For instance, ‘Belated’ begins with a graveyard visit that becomes an auditory revivification:

‘I finally visit your grave on a Wednesday
and press my ear to the ground,
thinking the crinkling of the grass
is you telling me a story.’

The word ‘finally’ suggests this is the first step towards attaining a long-delayed closure, while ‘thinking’ conveys the self-consciously fanciful nature of imagining the voice of the dead person. Foster further envisions the person ‘knitting’ and ‘fashioning baby booties / for my children you’ll never meet’. Yet these flights of imagination are curtailed by the fourth stanza’s sobering bluntness: ‘You’ve been atomized and scattered – / reduced down to a slab of marble, / letting only strangers know you in death’. Nonetheless, the final stanza fervently insists, ‘I swear I hear you though’. Thus the earlier ‘crinkling of the grass’ is brought up again, except now there is the certainty of ‘know[ing] the crinkling / is only the insects that separate us’, as opposed to merely ‘thinking’. The final line’s ‘I start to remember your voice’ then reveals the emotional crux of the poem, i.e. the dead person’s voice has in fact already been forgotten until this graveside moment.

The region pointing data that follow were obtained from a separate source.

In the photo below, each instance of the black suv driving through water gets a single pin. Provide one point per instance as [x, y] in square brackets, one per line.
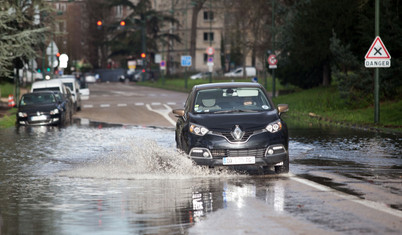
[233, 124]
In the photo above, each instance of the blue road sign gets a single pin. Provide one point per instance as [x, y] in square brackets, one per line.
[186, 61]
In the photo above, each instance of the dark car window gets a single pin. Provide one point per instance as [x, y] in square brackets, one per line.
[37, 98]
[221, 100]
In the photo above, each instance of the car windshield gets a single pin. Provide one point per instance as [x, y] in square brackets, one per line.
[228, 100]
[36, 98]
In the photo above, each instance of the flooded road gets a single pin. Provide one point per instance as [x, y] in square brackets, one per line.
[120, 179]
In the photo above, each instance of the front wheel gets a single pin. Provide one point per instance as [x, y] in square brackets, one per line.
[284, 168]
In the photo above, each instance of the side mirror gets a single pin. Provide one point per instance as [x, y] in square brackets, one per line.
[178, 112]
[283, 108]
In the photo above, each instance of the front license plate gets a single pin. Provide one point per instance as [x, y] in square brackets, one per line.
[238, 160]
[38, 118]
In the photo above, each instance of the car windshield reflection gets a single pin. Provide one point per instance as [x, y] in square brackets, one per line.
[231, 100]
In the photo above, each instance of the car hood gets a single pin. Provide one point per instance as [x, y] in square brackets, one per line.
[37, 108]
[227, 120]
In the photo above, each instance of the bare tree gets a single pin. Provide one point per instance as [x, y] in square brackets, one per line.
[198, 5]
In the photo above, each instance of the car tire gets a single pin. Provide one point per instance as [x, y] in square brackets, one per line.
[284, 168]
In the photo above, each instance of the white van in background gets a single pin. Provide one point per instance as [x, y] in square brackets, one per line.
[250, 72]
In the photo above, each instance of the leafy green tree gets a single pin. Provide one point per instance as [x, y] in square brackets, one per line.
[22, 33]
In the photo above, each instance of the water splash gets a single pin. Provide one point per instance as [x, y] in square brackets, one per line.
[139, 158]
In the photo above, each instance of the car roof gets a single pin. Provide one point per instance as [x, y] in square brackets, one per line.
[40, 92]
[47, 82]
[227, 85]
[66, 79]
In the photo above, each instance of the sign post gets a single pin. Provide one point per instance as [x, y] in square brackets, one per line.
[185, 62]
[210, 52]
[272, 62]
[377, 57]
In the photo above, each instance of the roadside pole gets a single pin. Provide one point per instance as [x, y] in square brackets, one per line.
[377, 57]
[273, 46]
[185, 62]
[377, 71]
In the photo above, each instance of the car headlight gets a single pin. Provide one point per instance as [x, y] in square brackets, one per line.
[274, 126]
[22, 114]
[198, 129]
[54, 111]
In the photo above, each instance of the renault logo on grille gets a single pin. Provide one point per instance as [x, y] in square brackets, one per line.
[237, 133]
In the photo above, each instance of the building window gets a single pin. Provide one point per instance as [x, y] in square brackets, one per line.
[206, 56]
[209, 37]
[61, 7]
[208, 15]
[61, 27]
[119, 11]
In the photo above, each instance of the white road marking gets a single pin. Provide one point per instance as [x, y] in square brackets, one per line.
[163, 112]
[371, 204]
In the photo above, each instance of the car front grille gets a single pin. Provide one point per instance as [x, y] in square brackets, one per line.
[220, 153]
[228, 135]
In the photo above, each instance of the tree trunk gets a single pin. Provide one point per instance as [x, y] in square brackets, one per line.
[193, 35]
[326, 76]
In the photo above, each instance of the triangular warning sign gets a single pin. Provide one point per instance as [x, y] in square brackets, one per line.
[377, 50]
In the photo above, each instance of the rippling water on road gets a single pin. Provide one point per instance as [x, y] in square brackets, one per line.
[125, 180]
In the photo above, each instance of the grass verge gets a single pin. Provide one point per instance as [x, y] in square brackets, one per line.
[9, 119]
[325, 105]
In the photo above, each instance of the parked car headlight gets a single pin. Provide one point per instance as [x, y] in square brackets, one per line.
[54, 111]
[274, 126]
[22, 114]
[198, 129]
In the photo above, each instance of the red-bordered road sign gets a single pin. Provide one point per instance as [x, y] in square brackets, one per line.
[377, 50]
[272, 60]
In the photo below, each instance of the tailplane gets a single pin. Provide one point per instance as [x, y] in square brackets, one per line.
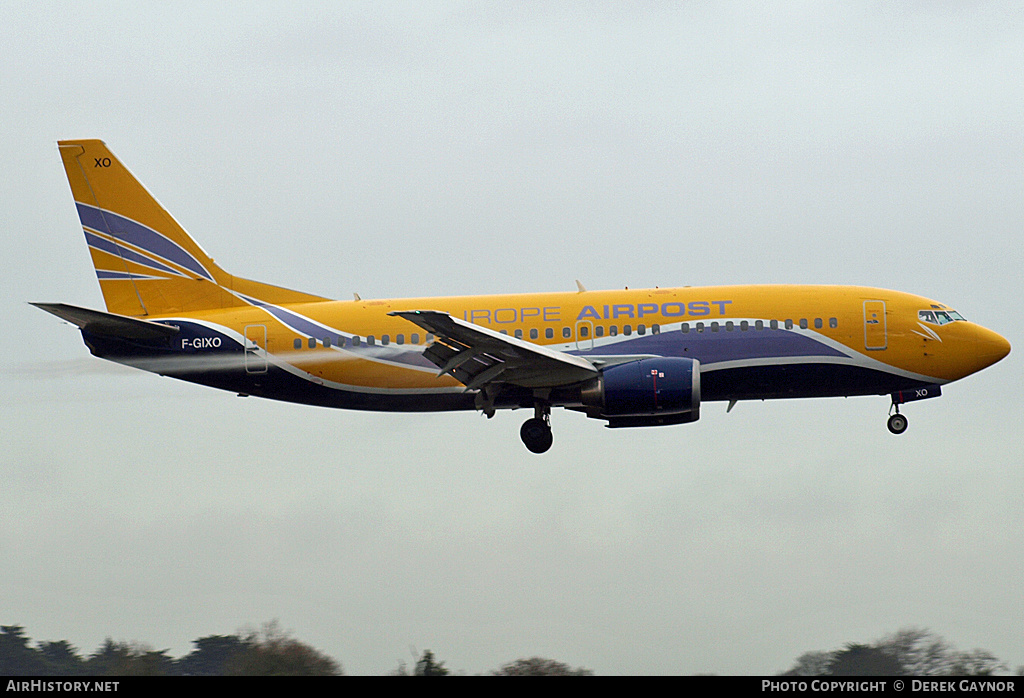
[145, 262]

This technique of ending a poem with a line that gestures towards new beginnings or at least non-resolution also occurs in ‘Blackout in Nan Ning’ and ‘How Fast We Grow’. The latter literally breaks off in midsentence: ‘She stands by the window and cries, / Not for death, but, finally –’. As for ‘Blackout in Nan Ning’, given its title, it unsurprisingly ends with the image of a blackout, ‘a place beyond my own comprehension, // where the past and the present / reveals itself’. The cloaking of darkness is juxtaposed with the moment of clarifying epiphany: ‘I see as if for the first time’. The poem has rendered absence into a form of potentiality.

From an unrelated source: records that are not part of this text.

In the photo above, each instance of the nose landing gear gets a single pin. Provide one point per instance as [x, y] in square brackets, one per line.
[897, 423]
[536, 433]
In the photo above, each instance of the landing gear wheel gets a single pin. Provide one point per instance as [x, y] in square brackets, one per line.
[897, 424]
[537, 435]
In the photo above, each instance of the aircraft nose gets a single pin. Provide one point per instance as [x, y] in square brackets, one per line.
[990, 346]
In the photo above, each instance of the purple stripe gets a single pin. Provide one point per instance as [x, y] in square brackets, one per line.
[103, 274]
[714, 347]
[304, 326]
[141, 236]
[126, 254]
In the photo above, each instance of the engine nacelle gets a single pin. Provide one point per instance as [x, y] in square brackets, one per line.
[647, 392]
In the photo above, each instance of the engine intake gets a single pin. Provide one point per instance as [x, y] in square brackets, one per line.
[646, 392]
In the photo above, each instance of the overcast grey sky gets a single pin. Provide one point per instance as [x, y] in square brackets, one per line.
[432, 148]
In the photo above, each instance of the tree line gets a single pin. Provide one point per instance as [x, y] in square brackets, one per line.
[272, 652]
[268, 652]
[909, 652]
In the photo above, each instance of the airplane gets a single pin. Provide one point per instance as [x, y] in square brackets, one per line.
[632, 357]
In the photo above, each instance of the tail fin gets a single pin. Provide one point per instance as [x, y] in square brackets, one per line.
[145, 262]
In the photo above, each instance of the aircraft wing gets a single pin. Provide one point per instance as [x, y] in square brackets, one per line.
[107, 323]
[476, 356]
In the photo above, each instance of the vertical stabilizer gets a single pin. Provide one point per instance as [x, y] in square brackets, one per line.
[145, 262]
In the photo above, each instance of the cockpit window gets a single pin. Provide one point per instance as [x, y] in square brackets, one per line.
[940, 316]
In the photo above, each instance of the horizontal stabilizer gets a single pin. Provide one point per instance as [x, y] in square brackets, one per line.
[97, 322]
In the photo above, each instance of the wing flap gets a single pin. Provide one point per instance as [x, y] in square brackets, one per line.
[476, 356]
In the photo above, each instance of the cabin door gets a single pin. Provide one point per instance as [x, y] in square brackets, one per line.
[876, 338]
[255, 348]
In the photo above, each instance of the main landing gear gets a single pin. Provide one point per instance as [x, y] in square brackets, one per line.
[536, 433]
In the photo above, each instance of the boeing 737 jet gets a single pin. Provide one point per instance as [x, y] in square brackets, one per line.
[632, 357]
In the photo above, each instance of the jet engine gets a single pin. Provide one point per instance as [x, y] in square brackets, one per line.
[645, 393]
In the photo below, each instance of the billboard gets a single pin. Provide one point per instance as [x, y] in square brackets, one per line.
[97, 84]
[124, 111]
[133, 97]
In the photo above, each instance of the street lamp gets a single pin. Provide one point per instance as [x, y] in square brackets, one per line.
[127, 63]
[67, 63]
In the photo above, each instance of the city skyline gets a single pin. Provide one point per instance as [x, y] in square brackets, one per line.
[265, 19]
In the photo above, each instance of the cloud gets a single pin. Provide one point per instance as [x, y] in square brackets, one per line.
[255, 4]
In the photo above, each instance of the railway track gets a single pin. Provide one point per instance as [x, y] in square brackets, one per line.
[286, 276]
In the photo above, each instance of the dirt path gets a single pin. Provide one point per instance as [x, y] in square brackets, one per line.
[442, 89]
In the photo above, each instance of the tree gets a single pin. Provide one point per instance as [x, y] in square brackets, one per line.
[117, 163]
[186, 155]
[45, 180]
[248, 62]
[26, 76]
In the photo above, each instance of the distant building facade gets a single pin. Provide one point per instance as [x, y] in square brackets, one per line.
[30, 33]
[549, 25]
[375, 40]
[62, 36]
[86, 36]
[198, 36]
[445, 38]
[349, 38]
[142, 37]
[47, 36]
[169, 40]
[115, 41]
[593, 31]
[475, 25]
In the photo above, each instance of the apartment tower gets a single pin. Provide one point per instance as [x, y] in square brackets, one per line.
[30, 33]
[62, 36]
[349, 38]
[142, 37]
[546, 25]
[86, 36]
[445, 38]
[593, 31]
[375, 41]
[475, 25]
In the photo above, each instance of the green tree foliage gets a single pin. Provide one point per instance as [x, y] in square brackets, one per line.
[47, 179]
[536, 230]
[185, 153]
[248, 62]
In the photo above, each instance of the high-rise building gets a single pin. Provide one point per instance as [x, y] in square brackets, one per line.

The last poem in To the Lost might well serve as an extended metaphor for the act of artistic creation. ‘On Letting Go’ is ostensibly about precisely that, how ‘Like from the hand of a carefree child, / we are let go’, and thus ‘When I am let go, do not cry’. This is not resignation so much as it is an acknowledgement that life and death form an inevitable cycle. (A similar sentiment regarding ageing is expressed in opening poem ‘Orioles on the Windowsill’, where the image of ‘my great-grandfather’ and his ‘boney finger’ becomes ‘the great-grandsons / Of the long-gone birds / … / Seek[ing] a boney perch’.) At the same time, the red balloon of ‘On Letting Go’ could be seen as representing the poet’s work, which attains a life of its own once it has been written, ‘hoping not to burst under the pressure / of an unfamiliar sense of freedom’. So just as there is comfort in ‘knowing that I won’t pop until I’m far from sight’, the poet may rest easy in relinquishing his poems to the reader. Foster’s chapbook indicates he is off to a good start in this regard.